Still other explanations may look to climate change itself as a topic that is more intrinsically national or global and thus more likely to attract editorial attention in national and especially elite news sources (Ejaz and Najam 2023). Research that seeks to find national factors explaining variations in national coverage is consistent with this idea that the “nation” is the right unit of analysis for explaining coverage (e.g., Vu et al. 2019). Similarly, other studies emphasize the global nature of climate change (e.g., Barkemeyer et al. 2017), suggesting that news outlets inclined to cover global stories might also be more inclined to cover climate disproportionately—and as more global events deal with climate so coverage should rise in such news outlets disproportionately. Most climate stories, at least historically, deal with topics that are more national in orientation (e.g., treaties, Congressional legislation, Presidential speeches). National outlets, especially those with large climate desks, may be well positioned to cover all climate-related disasters whereas local outlets may only cover the few disasters affecting their local community.

A wide array of studies has probed questions about how reporters cover climate change, such as the presence of debates that involve climate skeptics, the public interest in extreme events like extreme weather, and how climate change is “framed” in relation to other topics of public concern such as human health (e.g., Hase et al. 2021; Boykoff and Ravi Rajan 2007; Bolsen and Shapiro 2018). It could be valuable for future researchers to compile the wide array of explanations already offered for variations in news coverage and evaluate them with this larger data set (see for instance Saunders et al. 2018; Schäfer et al. 2014; Wetts 2020; Lochner et al. 2023).

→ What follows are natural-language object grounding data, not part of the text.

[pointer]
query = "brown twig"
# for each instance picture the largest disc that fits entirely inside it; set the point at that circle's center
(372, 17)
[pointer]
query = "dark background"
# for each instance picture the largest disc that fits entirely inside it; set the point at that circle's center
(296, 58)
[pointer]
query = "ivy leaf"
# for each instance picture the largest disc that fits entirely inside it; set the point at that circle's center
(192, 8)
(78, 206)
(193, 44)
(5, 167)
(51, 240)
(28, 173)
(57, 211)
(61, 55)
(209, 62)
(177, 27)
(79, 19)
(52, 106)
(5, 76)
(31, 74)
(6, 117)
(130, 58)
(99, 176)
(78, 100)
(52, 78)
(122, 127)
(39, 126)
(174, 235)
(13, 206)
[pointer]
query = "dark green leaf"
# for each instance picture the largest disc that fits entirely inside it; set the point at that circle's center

Explanation may lie, as well, with the vagaries of the dataset itself. There are substantial changes as news sources—mainly state and local—being removed and added (mainly added) to the MediaCloud dataset. Although we normalized our indicator variables in an effort to remove these effects, bias in the patterns of coverage may explain some of the deviation between heartland and elite news sources.

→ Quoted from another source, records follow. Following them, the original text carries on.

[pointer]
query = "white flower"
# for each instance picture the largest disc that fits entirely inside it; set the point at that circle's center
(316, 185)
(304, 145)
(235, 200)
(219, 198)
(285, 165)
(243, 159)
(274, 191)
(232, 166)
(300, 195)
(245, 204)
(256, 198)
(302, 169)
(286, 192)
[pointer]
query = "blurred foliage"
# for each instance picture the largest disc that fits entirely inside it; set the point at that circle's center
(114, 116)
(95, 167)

Multivariate analysis of the entire data set can add to explanation but will require particularly careful attention to the construction of dependent variables given the large changes in coverage included in the MediaCloud data set. Explanation should also look at geographical focus of non-elite news outlets, political leanings, and other factors that plausibly could explain patterns. Better explanation will require looking more closely at the content of coverage, not merely incidence. Success will probably require a close collaboration with MediaCloud and not merely rely on public-facing open-access data queries as we have done for this article. More stability in the underlying data, allowing for replication, would also be useful.

Third is the need to disaggregate original stories from those that are simply reprinted. Wire services (like the Associated Press), in particular, generate a lot of reprinting through which the lines between elite and heartland might be blurred because news articles in multiple places have common origin. Reprinting should affect measures of incidence and may also be a fruitful way to explore where and how connections between elite and heartland news sources remain more durable. Such a reprinting effect would produce a tendency toward convergence between the elite and heartland datasets—suggesting that the divergence results we present here are robust.

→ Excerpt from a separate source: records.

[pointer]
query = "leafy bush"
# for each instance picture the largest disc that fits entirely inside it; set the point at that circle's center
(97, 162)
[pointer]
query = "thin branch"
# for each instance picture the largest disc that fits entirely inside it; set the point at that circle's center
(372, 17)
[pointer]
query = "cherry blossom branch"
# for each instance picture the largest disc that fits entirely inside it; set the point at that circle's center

The United States is early in a long process of developing and implementing a national policy strategy on climate change (American Academy of Arts and Sciences 2023). What it does at home will affect how it is seen abroad and its ability to get other nations to take a collective approach to climate change. The political viability of the American national policy depends, in large part, on what American think about climate change. For too long the efforts to understand what question have focused on elites and not the whole country.